There are many possible overall approaches to solving the Jumbles problem. You may solve it any way you can as long as you avoid processing any dictionary word more than once. Also you must generate the EXACT OUTPUT and you must *NOT* use TreeSet, TreeMap, HashSet, HashMap etc or any variant of these templated <> containers. Stick to plain arrays and ArrayLists. You may emulate a HashMap using ArrayList and or plain arrays if you happen to know what a HashMap is, but you may not use Java's Hash or Tree containers because those containers actually trivialize the problem. For this exercise you must use only the tools we have given you thus far.
REMOVE ALL COMMENTS AND ALL TIMING CODE FROM YOUR PROGRAM BEFORE HANDING IN
There is NO PARTIAL CREDIT ON OUTPUT.
Your program should take two command args: a dictionary file and a jumbles file. For each jumbled word you must find all the matching dictionary words and print them after the jumbled word in the line.
Here is the correct execution command and output for the big files from a sample run of my solution: YOUR OUTPUT MUST MATCH EXACTLY. Notice the list of jumbles words is sorted vertically and the matching dictionary words that come after are sorted left to right.
java Jumbles dictionary.txt jumbles.txt // <== dictionary.txt is args[0] then jumbles.txt is args[1] addej jaded ahicryrhe hierarchy alvan naval annaab banana baltoc cobalt braney nearby celer creel couph pouch cukklen knuckle dica acid cadi caid dobeny beyond dobol blood dufil fluid dupled puddle eslyep sleepy ettniner renitent ettorp potter genjal jangle gluhc gulch hartox thorax hoybis boyish hucnah haunch iddec diced irrpo prior kutbec bucket lappor poplar lasia alias laurib burial lubly bully meefal female milit limit mopsie impose mycall calmly nekel kneel nokte token noper prone nwae anew wane wean nyegtr gentry perrim primer preko poker pudmy dumpy pypin nippy rebisc scribe rodug gourd rpeoims imposer promise semipro shewo howes whose wardty tawdry warllc yaldde deadly
Solving the jumbles problem requires comparing each jumbled word against all the words in the dictionary. The tricky part is finding an efficient way to test the jumbled word against a word from the dictionary. You can't just use the .equals() method to compare them since the jumbled word has it's letters scrambled from the real word it represents. A brute force algorithm would take the jumbled word and generate every possible permutation (reordering) of the letters. As each permutation is generated it would compare that permutation to a particular dictionary word.

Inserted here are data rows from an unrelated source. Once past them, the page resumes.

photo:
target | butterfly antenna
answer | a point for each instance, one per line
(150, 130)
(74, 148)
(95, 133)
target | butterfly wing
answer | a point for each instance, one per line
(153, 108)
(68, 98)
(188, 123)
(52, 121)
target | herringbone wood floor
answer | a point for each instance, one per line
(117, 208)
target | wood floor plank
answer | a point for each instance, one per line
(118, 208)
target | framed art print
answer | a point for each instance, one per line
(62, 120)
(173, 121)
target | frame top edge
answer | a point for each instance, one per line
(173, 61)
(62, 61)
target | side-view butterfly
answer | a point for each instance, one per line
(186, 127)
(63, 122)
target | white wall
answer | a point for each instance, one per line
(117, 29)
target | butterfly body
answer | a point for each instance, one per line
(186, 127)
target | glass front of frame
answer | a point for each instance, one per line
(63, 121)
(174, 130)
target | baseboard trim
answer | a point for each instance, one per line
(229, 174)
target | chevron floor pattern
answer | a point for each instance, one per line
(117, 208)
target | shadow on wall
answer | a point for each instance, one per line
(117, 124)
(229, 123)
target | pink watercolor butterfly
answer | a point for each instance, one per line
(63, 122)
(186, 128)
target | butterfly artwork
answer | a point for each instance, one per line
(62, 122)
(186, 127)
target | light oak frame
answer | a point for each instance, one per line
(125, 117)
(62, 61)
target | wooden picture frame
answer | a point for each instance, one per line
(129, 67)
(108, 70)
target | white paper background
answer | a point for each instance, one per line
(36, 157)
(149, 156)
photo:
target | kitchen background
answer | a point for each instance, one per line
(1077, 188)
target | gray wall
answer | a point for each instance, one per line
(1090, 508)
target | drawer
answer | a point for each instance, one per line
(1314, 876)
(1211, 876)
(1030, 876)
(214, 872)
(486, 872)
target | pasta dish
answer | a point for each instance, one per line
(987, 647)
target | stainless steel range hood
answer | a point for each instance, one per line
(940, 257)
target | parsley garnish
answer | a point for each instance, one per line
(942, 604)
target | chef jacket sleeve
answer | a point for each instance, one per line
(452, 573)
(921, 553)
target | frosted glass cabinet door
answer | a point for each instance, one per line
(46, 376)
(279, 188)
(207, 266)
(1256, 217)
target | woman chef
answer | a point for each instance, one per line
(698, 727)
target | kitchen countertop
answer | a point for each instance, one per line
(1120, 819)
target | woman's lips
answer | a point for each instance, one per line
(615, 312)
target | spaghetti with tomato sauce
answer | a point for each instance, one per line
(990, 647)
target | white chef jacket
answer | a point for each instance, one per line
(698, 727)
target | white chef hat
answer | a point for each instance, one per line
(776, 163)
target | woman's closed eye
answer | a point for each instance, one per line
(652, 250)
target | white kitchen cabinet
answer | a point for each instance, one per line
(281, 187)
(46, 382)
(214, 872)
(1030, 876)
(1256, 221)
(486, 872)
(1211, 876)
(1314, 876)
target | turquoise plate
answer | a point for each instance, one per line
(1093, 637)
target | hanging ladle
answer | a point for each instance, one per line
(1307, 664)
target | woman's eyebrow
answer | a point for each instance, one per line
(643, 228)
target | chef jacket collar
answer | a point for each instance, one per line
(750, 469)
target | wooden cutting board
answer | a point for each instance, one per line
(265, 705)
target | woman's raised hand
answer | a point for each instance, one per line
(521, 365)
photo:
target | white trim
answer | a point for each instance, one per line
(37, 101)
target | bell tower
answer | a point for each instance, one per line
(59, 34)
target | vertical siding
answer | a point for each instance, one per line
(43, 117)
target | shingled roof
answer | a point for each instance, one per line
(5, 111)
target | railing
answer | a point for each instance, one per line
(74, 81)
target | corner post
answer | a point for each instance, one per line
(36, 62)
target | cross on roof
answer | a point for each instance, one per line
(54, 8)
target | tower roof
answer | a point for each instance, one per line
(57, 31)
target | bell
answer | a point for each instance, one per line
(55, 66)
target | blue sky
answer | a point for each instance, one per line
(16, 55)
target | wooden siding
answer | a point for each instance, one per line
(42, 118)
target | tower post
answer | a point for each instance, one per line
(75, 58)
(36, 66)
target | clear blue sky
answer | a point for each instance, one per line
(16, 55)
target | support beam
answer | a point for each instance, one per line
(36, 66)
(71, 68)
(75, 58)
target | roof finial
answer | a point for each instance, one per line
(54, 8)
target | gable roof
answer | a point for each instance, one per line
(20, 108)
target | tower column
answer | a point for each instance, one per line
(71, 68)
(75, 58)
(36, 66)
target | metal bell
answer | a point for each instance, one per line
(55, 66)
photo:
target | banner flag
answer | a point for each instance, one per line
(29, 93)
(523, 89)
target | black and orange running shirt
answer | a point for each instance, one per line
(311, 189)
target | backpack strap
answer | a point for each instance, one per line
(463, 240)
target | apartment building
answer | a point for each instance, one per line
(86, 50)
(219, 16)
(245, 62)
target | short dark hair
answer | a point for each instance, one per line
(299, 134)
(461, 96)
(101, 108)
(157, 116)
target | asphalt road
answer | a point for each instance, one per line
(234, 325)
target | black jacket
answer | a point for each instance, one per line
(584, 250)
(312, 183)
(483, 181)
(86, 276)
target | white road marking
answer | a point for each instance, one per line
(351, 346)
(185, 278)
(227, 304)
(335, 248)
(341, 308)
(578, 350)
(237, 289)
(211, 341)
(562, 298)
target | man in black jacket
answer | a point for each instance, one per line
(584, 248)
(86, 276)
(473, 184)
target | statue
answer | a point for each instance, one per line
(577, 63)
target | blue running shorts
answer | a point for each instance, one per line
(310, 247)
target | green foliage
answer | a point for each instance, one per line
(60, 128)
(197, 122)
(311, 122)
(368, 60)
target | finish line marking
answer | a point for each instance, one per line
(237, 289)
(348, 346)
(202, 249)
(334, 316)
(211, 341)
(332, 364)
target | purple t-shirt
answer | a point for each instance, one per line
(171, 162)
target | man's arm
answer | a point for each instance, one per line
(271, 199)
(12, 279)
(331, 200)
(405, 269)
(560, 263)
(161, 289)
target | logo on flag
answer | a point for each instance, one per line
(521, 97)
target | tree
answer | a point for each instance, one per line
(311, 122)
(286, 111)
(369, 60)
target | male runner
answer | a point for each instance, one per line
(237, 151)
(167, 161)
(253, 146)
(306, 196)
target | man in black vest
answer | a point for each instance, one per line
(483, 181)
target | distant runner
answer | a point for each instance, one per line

Can you think of some issues created by this brute force approach? What if you were to use the all permutations approach with some of the following words?
The deal killer for using a brute-force all-permutations approach is that the number of permutations on a String having N letters is N factorial ( N! ). To understand why this is a problem we need to understand the explosiveness of the factorial function.
We cannot solve this problem in general using the brute force approach. We must look for a heuristic. A heuristic is an approach which eliminates a large portion of the search space and focuses only on a portion of the space that is likely to contain solutions. Our heuristic will be to transform of both the jumbled word and the dictionary word to canonical form for easy comparison. Even with this efficient means of comparing a jumble to real word, be sure that your overall approach is better than something like this:
THIS IS A VERY INEFFICIENT OVERALL APPROACH (but it does produce the correct out)
for each jWord from the sorted ArrayList of jumbles (read from the jumbles file)
{ print jWord + " "
covert it to canonical: i.e. jCanonical
open up the dictionary file, again ... sigh :(
for each dWord in the dictionary
{
convert to canonical: i.e. dCanonical
if jCanonical.equals(dCanonical) // YOU GOT A HIT :)
print dWord + " "
}
print "\n";
close dictionary file
}Study the above algorithm. Recognize that even though it does correctly generate the answer it does so in a very, very inefficient manner. Your solution should only open the dictionary file ONCE and convert the dictionary words to canonical form ONCE (and store them in a container).